To prevent the risk of injuries and musculoskeletal conditions, be sure to set up a comfortable workstation.
Your chair should have a backrest and sufficient padding to support the curve of your back. Your upper arms should rest comfortably on your sides, with your forearms at 90 to 100 degrees angle, and your feet flat on the floor or footrest.
The front of your keyboard should have enough space for you to conveniently lay your hands and relax your wrists when not typing. Place items you frequently use within your reach to keep from unnecessary twisting, straining, or stretching.
Change positions frequently to improve blood flow and allow your muscles to recover. You can incorporate exercise into your workday by taking 10-minute walks, preparing a meal, or standing up to flex your muscles.
As they say, for every 30 minutes of work, sit for 20, stand for eight, and stretch for two.

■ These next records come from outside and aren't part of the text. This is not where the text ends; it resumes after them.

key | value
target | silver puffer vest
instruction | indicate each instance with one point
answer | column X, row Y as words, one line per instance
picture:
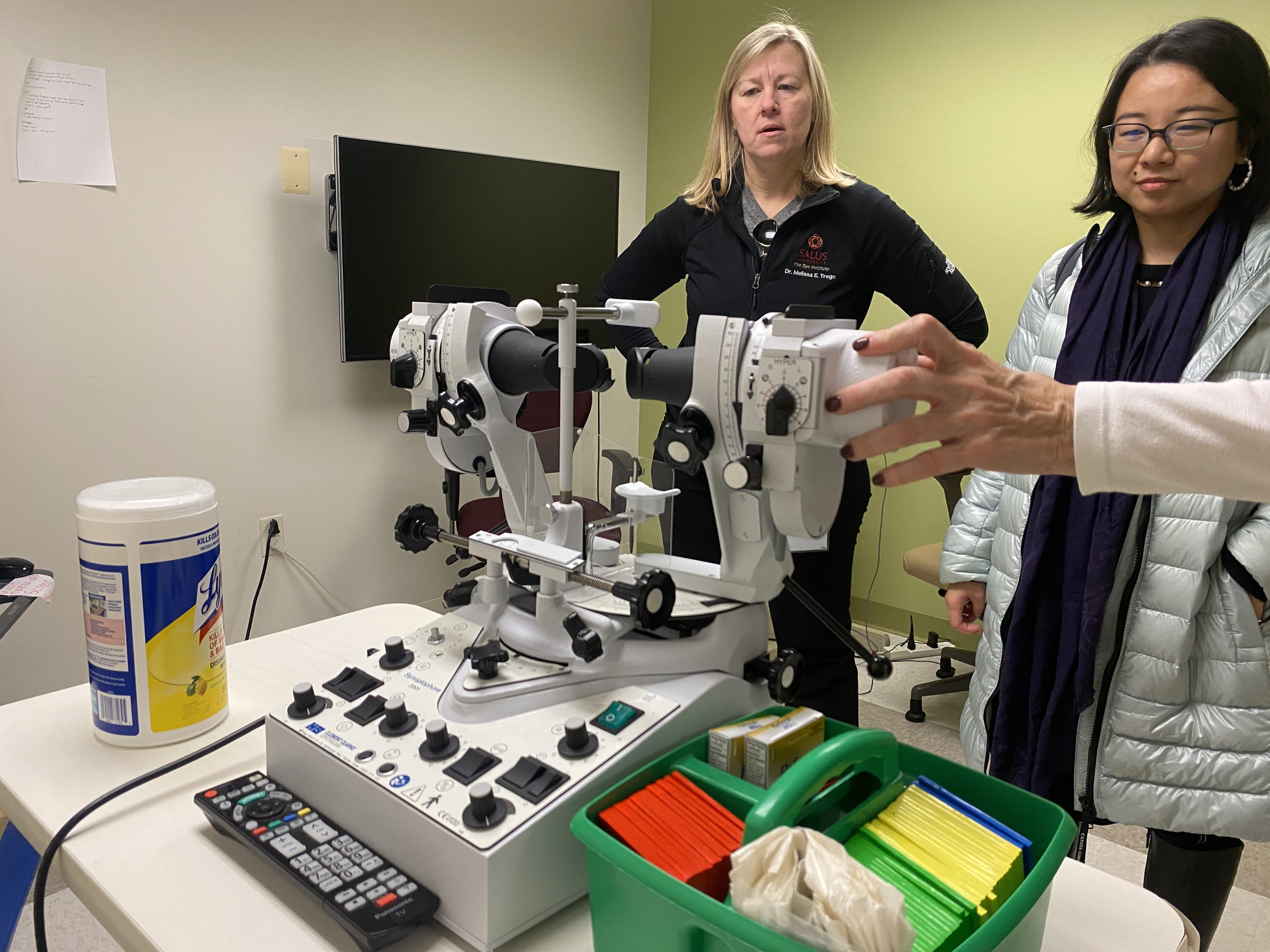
column 1179, row 734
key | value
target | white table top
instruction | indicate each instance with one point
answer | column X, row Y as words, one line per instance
column 161, row 880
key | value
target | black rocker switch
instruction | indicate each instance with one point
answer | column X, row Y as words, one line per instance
column 533, row 780
column 472, row 766
column 395, row 654
column 487, row 658
column 397, row 720
column 305, row 702
column 484, row 809
column 366, row 711
column 440, row 744
column 577, row 742
column 352, row 683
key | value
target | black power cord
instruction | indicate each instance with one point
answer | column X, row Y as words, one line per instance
column 46, row 861
column 268, row 547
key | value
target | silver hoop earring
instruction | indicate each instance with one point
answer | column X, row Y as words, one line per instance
column 1248, row 178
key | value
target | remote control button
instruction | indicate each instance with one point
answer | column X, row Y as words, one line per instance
column 289, row 846
column 321, row 832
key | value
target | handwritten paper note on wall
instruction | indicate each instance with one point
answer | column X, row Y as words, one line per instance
column 64, row 133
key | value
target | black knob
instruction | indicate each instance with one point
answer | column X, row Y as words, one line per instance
column 395, row 654
column 417, row 529
column 397, row 720
column 784, row 675
column 484, row 809
column 652, row 598
column 439, row 743
column 483, row 800
column 746, row 473
column 686, row 445
column 458, row 409
column 587, row 644
column 415, row 422
column 487, row 658
column 305, row 702
column 402, row 370
column 781, row 408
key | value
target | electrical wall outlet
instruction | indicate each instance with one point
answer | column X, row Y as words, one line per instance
column 279, row 541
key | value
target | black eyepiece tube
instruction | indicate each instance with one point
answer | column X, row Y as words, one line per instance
column 661, row 374
column 525, row 364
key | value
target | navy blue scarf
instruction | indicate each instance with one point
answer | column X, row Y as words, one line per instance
column 1073, row 542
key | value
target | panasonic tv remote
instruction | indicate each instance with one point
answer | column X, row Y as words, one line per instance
column 364, row 892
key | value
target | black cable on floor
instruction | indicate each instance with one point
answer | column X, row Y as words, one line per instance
column 46, row 861
column 268, row 547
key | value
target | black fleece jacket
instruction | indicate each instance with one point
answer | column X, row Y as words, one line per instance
column 841, row 247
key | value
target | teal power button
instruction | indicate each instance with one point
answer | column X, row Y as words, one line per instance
column 616, row 717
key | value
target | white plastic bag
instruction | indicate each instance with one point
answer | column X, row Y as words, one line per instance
column 803, row 884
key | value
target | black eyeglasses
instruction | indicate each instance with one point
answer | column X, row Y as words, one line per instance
column 1179, row 136
column 765, row 233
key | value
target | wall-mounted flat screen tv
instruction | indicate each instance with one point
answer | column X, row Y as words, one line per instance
column 409, row 218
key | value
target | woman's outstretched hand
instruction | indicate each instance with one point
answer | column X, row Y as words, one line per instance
column 966, row 602
column 983, row 414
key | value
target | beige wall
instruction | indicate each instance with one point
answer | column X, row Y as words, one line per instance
column 187, row 322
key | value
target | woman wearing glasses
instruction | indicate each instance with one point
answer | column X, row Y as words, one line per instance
column 1123, row 672
column 770, row 221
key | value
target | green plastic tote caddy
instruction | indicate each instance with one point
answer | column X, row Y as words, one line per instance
column 638, row 908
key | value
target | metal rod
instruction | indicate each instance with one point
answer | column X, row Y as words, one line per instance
column 827, row 620
column 582, row 313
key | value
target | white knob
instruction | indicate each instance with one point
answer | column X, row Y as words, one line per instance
column 529, row 313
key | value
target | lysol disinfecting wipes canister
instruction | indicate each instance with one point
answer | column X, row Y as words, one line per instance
column 150, row 574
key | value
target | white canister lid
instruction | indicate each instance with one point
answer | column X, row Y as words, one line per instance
column 152, row 498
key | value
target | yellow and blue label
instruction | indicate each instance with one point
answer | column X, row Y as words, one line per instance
column 185, row 630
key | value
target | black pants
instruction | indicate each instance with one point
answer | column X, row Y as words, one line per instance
column 830, row 680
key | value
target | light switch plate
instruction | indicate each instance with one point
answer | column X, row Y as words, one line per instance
column 295, row 171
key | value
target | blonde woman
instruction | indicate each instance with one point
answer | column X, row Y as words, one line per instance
column 771, row 221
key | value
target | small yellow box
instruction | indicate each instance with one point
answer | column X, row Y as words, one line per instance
column 727, row 748
column 771, row 751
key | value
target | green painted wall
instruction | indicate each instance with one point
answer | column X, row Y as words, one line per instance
column 972, row 116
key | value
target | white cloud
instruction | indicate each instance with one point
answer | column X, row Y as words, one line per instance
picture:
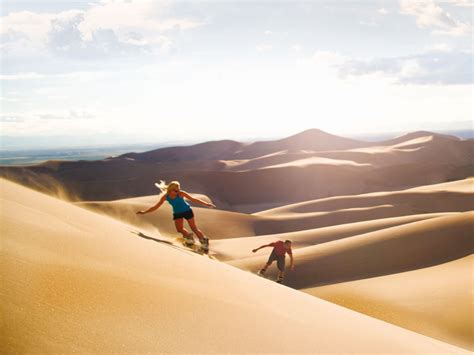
column 263, row 47
column 328, row 58
column 430, row 15
column 67, row 115
column 79, row 75
column 439, row 47
column 117, row 27
column 297, row 47
column 431, row 67
column 465, row 3
column 368, row 23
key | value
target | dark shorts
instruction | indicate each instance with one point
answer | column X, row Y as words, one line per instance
column 188, row 215
column 280, row 259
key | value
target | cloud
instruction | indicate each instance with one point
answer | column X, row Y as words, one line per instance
column 464, row 3
column 427, row 68
column 297, row 48
column 78, row 75
column 263, row 47
column 429, row 15
column 115, row 28
column 70, row 115
column 368, row 23
column 7, row 118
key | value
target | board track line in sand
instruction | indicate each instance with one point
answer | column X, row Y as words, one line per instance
column 174, row 245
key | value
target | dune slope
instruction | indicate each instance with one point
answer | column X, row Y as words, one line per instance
column 436, row 301
column 75, row 281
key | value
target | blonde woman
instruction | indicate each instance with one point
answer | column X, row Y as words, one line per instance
column 181, row 210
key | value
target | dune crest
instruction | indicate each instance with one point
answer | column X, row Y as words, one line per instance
column 78, row 281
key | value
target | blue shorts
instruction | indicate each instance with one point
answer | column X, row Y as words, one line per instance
column 187, row 214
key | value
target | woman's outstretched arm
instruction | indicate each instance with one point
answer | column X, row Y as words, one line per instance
column 193, row 199
column 154, row 207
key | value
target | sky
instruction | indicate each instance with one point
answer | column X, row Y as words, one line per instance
column 106, row 72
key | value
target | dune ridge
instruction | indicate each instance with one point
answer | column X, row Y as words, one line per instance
column 246, row 176
column 78, row 281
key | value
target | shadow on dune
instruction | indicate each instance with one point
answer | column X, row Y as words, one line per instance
column 144, row 236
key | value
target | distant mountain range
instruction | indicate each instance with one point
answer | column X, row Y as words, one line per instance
column 240, row 176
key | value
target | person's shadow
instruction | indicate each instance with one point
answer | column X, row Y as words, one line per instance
column 144, row 236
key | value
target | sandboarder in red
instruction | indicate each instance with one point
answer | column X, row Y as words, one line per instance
column 280, row 249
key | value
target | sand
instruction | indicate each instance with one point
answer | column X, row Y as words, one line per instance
column 75, row 281
column 436, row 301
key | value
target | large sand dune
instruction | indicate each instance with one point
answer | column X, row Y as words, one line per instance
column 249, row 177
column 391, row 250
column 75, row 281
column 436, row 301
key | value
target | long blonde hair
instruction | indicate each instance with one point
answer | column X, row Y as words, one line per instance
column 166, row 188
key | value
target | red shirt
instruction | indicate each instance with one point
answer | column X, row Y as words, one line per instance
column 279, row 248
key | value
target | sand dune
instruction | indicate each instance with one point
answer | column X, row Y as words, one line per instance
column 453, row 196
column 248, row 177
column 435, row 301
column 215, row 223
column 239, row 248
column 76, row 281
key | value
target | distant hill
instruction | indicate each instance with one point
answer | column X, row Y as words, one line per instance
column 244, row 176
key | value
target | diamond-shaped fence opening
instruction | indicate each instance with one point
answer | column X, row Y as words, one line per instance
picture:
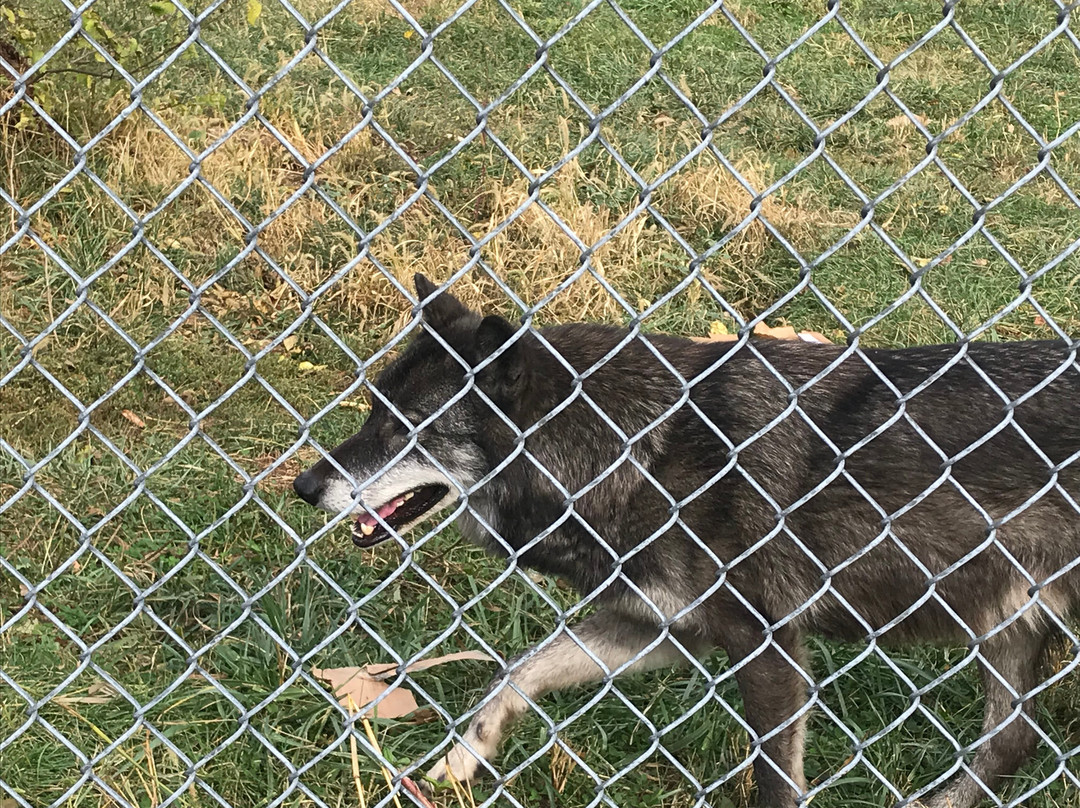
column 212, row 214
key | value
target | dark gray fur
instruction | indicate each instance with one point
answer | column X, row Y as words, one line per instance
column 740, row 396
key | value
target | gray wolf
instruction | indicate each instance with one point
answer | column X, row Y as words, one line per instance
column 896, row 500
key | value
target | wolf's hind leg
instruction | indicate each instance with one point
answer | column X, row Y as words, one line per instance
column 774, row 691
column 562, row 663
column 1010, row 664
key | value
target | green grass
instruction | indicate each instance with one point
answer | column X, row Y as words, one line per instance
column 313, row 109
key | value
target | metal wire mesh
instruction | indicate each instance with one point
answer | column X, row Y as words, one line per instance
column 299, row 663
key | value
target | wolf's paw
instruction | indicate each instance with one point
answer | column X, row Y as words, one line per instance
column 459, row 764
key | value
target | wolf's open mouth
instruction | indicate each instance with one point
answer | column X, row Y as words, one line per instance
column 400, row 511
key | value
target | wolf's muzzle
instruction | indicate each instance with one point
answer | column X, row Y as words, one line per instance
column 309, row 486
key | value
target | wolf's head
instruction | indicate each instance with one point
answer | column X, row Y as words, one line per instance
column 423, row 395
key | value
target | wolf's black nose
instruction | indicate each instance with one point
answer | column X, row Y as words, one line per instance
column 309, row 487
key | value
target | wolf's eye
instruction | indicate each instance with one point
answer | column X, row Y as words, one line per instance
column 403, row 426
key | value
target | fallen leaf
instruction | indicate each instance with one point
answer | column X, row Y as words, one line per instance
column 133, row 418
column 359, row 687
column 98, row 692
column 782, row 332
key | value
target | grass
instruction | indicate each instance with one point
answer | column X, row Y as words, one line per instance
column 254, row 173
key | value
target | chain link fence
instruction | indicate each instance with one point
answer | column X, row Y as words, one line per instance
column 55, row 540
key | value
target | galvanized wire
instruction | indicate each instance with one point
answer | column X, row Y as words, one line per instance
column 299, row 663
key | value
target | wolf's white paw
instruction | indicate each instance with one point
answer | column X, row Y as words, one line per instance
column 459, row 762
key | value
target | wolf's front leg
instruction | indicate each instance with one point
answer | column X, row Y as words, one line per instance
column 612, row 640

When it comes to protecting your eyesight, be sure that your eyes are the same level as the top of the computer screen, which should be 20 to 24 inches away from your face.
Avoid intrusive glares or bright reflections by positioning your desk against windows or intense lights.
Let your eyes rest by following the 20/20/20 technique: every 20 minutes look at an item at least 20 feet away for 20 seconds or more.
One thing many home workers disregard while staying indoors is their immune system. You can boost your body’s natural defenses by staying well-hydrated.
Plus, maintaining the right amount of body fluid bolsters your energy which, ultimately, makes you more productive.
Keep a bottle of water near you throughout the day. Remind yourself to drink every couple of hours by setting an alarm.
If you find water bland, a squeeze of lemon or a splash of your favorite fruit adds flavor and makes it tastier.
Lastly, stay away from foods or beverages that dehydrate, such as salty snacks, alcohol, and coffee. Instead, enjoy milk, a smoothie, or soup with low sodium content.